Adobe pushed out security updates for Flash Player this afternoon, addressing 18 different vulnerabilities, all critical, that could allow an attacker to take control of an affected system running the multimedia platform according to a security bulletin posted today.
The Patch Tuesday updates, available for Windows, Macintosh, and Linux machines, remedy vulnerabilities in several builds of Flash Player and AIR, Adobe’s run-time system.
The lion’s share of the vulnerabilities – 15 of the 18 – a use-after-free, double free, memory corruption, type confusion and buffer overflow vulnerability, could lead to code execution if left unpatched. Other vulnerabilities patched include issues that could trigger session tokens to be disclosed, and cause privilege escalation.
Researchers with Google Project Zero, the Chromium Rewards Project, Microsoft, and several other firms dug up the vulnerabilities.

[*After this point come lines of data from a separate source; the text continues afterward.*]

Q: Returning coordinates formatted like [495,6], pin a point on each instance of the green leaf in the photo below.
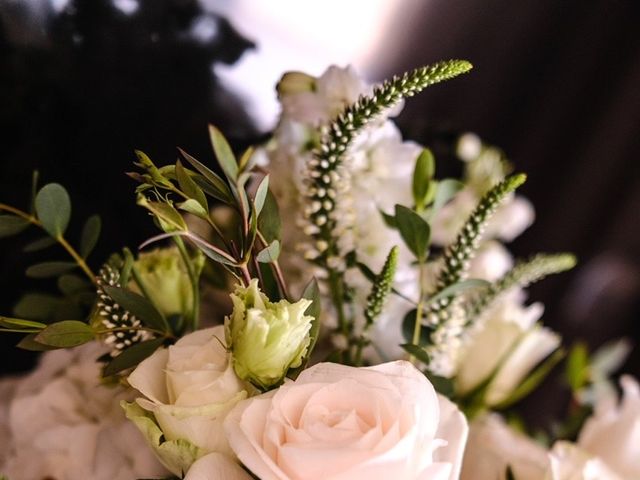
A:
[132,356]
[90,235]
[269,220]
[312,292]
[577,369]
[422,179]
[209,181]
[270,253]
[49,269]
[414,230]
[139,306]
[193,207]
[408,326]
[40,244]
[72,284]
[534,379]
[445,191]
[261,194]
[18,323]
[417,351]
[65,334]
[36,306]
[168,217]
[29,343]
[53,207]
[12,225]
[189,186]
[223,152]
[459,287]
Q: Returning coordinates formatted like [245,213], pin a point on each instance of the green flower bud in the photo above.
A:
[266,339]
[166,280]
[295,82]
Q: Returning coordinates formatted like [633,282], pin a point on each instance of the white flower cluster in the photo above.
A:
[380,167]
[607,448]
[61,422]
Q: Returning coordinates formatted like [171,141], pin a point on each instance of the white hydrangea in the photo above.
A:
[62,423]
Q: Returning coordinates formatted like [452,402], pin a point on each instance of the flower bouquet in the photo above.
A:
[321,306]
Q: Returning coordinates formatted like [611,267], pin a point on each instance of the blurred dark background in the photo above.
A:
[83,83]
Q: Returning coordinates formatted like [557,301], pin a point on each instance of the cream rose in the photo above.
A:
[613,432]
[338,422]
[504,349]
[493,447]
[188,389]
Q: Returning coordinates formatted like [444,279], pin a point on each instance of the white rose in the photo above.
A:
[613,432]
[339,422]
[65,424]
[493,446]
[506,346]
[189,388]
[569,462]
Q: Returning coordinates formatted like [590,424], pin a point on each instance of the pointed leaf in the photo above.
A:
[49,269]
[53,207]
[132,356]
[269,223]
[12,225]
[270,253]
[90,235]
[139,306]
[189,187]
[414,230]
[68,333]
[223,152]
[261,194]
[422,176]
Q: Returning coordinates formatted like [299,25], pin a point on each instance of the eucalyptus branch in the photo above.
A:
[59,238]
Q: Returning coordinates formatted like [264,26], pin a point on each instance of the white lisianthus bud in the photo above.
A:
[165,277]
[266,339]
[295,82]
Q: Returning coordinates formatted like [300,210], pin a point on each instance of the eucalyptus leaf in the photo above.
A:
[12,225]
[261,194]
[65,334]
[53,207]
[49,269]
[36,306]
[223,152]
[139,306]
[132,356]
[414,230]
[445,191]
[40,244]
[417,351]
[90,235]
[269,223]
[189,186]
[270,253]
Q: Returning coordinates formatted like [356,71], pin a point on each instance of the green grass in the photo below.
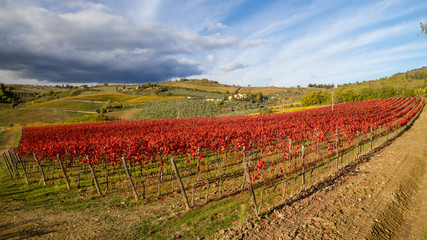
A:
[182,108]
[17,139]
[89,118]
[202,221]
[144,99]
[194,85]
[29,116]
[69,104]
[104,97]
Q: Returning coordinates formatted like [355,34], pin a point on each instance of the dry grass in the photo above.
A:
[104,97]
[144,99]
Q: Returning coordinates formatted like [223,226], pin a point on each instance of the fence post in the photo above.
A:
[184,195]
[6,162]
[130,178]
[337,146]
[40,168]
[251,190]
[358,145]
[18,159]
[290,153]
[93,176]
[303,167]
[14,164]
[63,171]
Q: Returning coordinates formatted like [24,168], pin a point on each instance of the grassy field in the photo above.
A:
[144,99]
[263,90]
[182,108]
[28,116]
[220,89]
[104,97]
[73,104]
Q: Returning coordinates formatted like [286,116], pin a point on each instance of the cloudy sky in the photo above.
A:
[242,42]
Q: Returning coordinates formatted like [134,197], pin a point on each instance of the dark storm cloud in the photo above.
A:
[91,45]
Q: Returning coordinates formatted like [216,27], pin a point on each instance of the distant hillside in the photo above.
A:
[410,83]
[28,105]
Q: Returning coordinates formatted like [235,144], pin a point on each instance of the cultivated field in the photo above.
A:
[281,169]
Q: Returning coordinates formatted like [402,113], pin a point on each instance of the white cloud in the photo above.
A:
[217,26]
[233,66]
[210,58]
[91,44]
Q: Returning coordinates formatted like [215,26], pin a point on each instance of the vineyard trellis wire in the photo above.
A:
[276,163]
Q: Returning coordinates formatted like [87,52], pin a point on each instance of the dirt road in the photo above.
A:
[382,197]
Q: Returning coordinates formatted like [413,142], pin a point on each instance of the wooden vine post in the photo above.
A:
[13,164]
[40,168]
[358,145]
[94,176]
[130,178]
[63,171]
[184,195]
[18,159]
[338,151]
[6,162]
[248,179]
[303,167]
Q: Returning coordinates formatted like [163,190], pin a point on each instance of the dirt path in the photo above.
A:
[383,197]
[7,139]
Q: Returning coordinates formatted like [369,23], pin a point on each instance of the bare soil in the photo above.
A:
[381,196]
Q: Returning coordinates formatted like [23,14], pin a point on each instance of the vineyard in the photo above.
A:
[272,157]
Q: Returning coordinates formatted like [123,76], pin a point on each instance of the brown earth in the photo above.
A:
[380,197]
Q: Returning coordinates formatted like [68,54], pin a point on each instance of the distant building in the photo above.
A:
[238,96]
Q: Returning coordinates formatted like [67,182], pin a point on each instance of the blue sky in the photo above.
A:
[252,42]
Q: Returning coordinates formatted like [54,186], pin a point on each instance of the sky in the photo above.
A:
[281,43]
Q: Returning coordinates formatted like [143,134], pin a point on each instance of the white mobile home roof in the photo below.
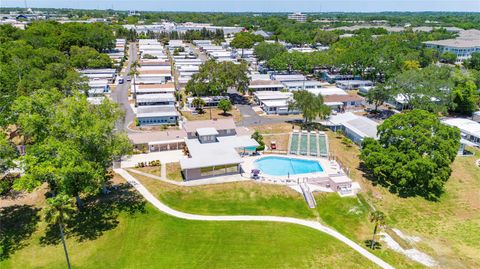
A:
[156,111]
[465,125]
[158,97]
[215,154]
[285,78]
[362,126]
[306,83]
[324,91]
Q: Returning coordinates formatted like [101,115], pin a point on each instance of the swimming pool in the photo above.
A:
[283,166]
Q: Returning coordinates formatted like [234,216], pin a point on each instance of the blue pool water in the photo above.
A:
[283,166]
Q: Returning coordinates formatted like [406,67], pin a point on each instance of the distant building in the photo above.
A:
[298,16]
[463,46]
[469,129]
[214,149]
[353,126]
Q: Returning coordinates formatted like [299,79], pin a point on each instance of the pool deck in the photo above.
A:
[330,168]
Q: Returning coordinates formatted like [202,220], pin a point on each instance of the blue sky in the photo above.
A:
[257,5]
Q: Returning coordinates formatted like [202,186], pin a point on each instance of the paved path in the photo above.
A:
[191,183]
[120,95]
[250,117]
[307,223]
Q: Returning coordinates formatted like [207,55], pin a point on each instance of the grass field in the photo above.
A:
[154,170]
[215,114]
[243,198]
[147,238]
[449,228]
[174,171]
[347,215]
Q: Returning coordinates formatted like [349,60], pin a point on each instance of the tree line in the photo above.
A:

Adobe is urging users running older versions of Flash Player (15.0.0.189 and earlier, 13.0.0.250 and earlier 13.x versions, 11.2.202.411 and earlier for Linux) and older versions of AIR (15.0.0.293 and earlier, SDK 15.0.0.302 and earlier, SDK & Compiler 15.0.0.302 and earlier, 15.0.0.293 and earlier for Android) to update as soon as possible.
In October, one week after Adobe pushed its last handful of patches for Flash, attackers began bundling one of the fixed vulnerabilities (CVE-2014-0569) into the Fiesta exploit kit. Independent malware researcher Kafeine wrote at the time that it was a “really fast integration” into an exploit kit and that whoever coded it must have reversed the patch in two days. It remains to be seen whether any of the 18 vulnerabilities that were fixed today are either currently being exploited in the wild or if they’ll eventually be incorporated into a future exploit kit.